Waste Connections Inc. (NYSE:WCN) reported its results for the third quarter. Net income for the waste management company rose to $46.3 million (41 cents per share) vs. $41 million (35 cents per share) in the same quarter a year earlier. This marks a rise of 13% from the year earlier quarter. Revenue rose 16.8% to $404 million from the year earlier quarter. WCN reported adjusted net income of 42 cents per share. By that measure, the company beat the mean estimate of 40 cents per share. Analysts were expecting revenue of $399.2 million.
“We once again exceeded the upper end of our revenue and margin expectations due primarily to continuing strength in pricing, special waste activity and recycling commodity values. The percentage year-over-year increase in adjusted operating income before depreciation and amortization again surpassed revenue growth in the third quarter despite an approximate 35% increase in fuel expense, and adjusted EPS increased 20% over the prior year period,” said Ronald J. Mittelstaedt, Chairman and Chief Executive Officer. “Our strong operating performance, free cash flow generation and capital position enabled us to increase our dividend 20%, while retaining ample flexibility to fund our growth strategy and continuing share repurchases.”

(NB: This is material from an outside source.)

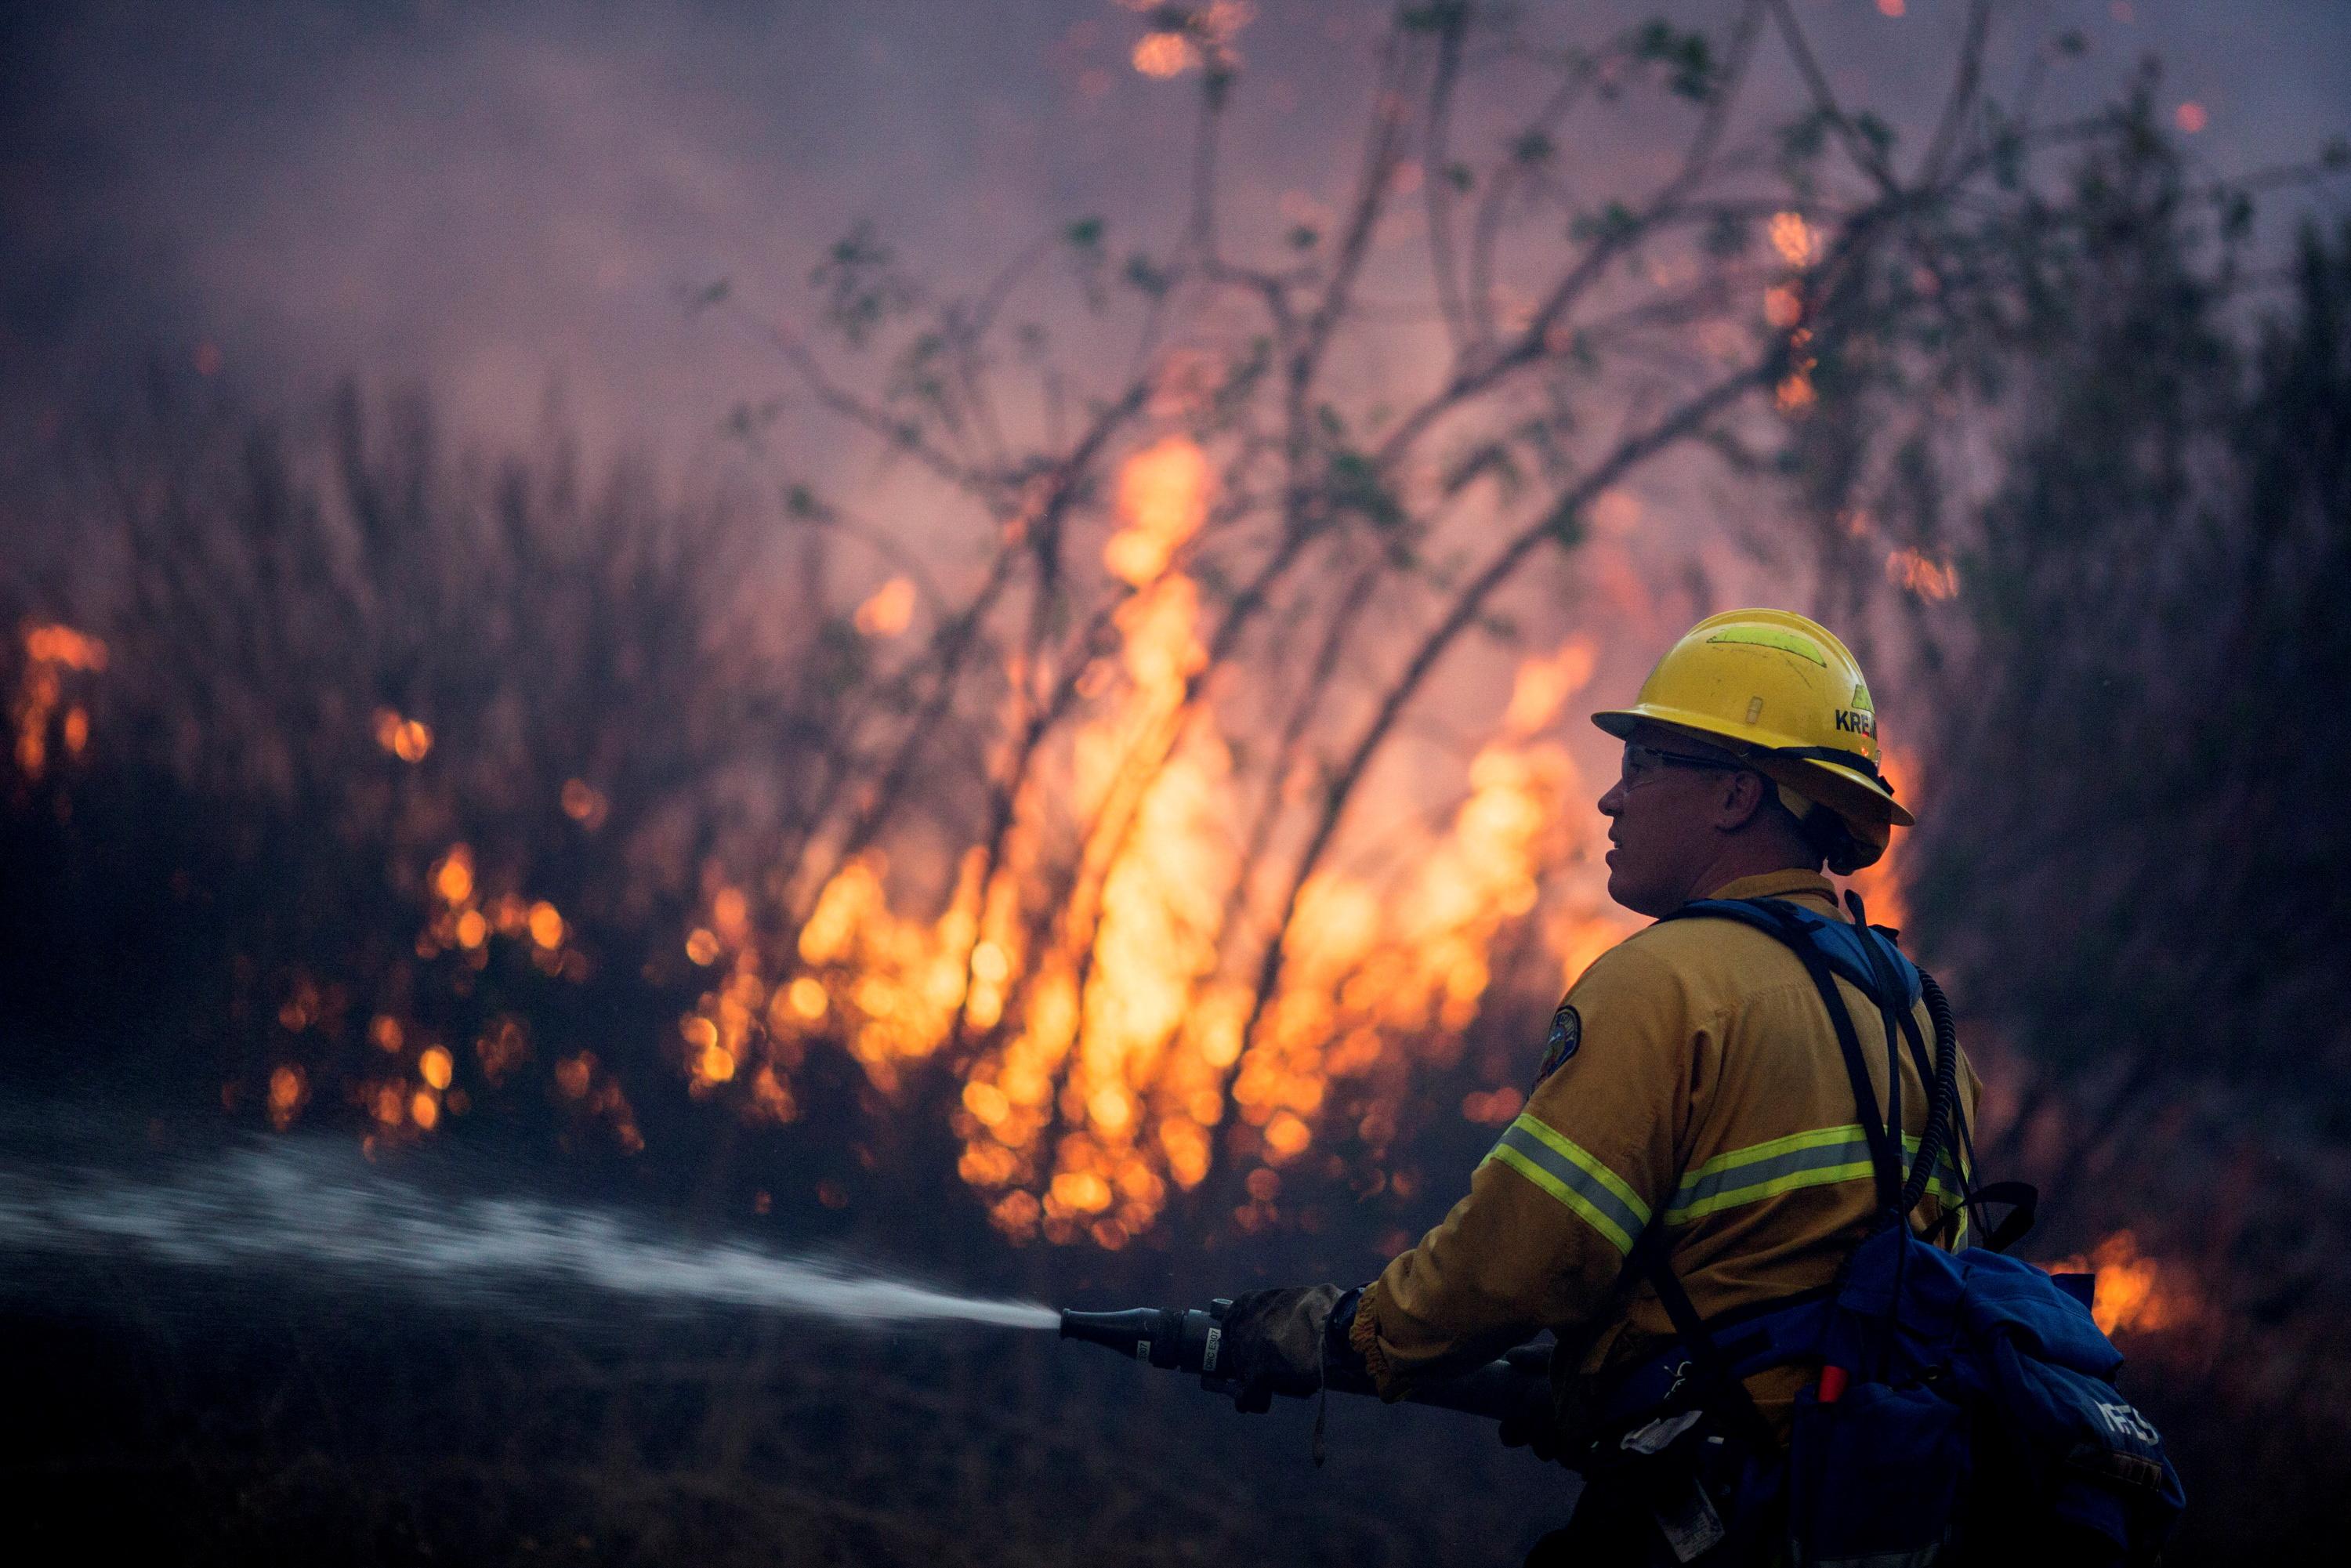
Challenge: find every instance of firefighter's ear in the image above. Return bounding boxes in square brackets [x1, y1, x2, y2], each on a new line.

Competitors to Watch: Waste Management, Inc. (NYSE:WM), Republic Services, Inc. (NYSE:RSG), Casella Waste Systems Inc. (NASDAQ:CWST), WCA Waste Corporation (NASDAQ:WCAA), Perma-Fix Environmental Services, Inc. (NASDAQ:PESI), IESI BFC Ltd (NYSE:BIN), Avalon Holdings Corp. (AMEX:AWX), Industrial Services of America, Inc. (NASDAQ:IDSA), Stericycle, Inc. (NASDAQ:SRCL), and GreenGold Ray Energies, Inc. (GRYE).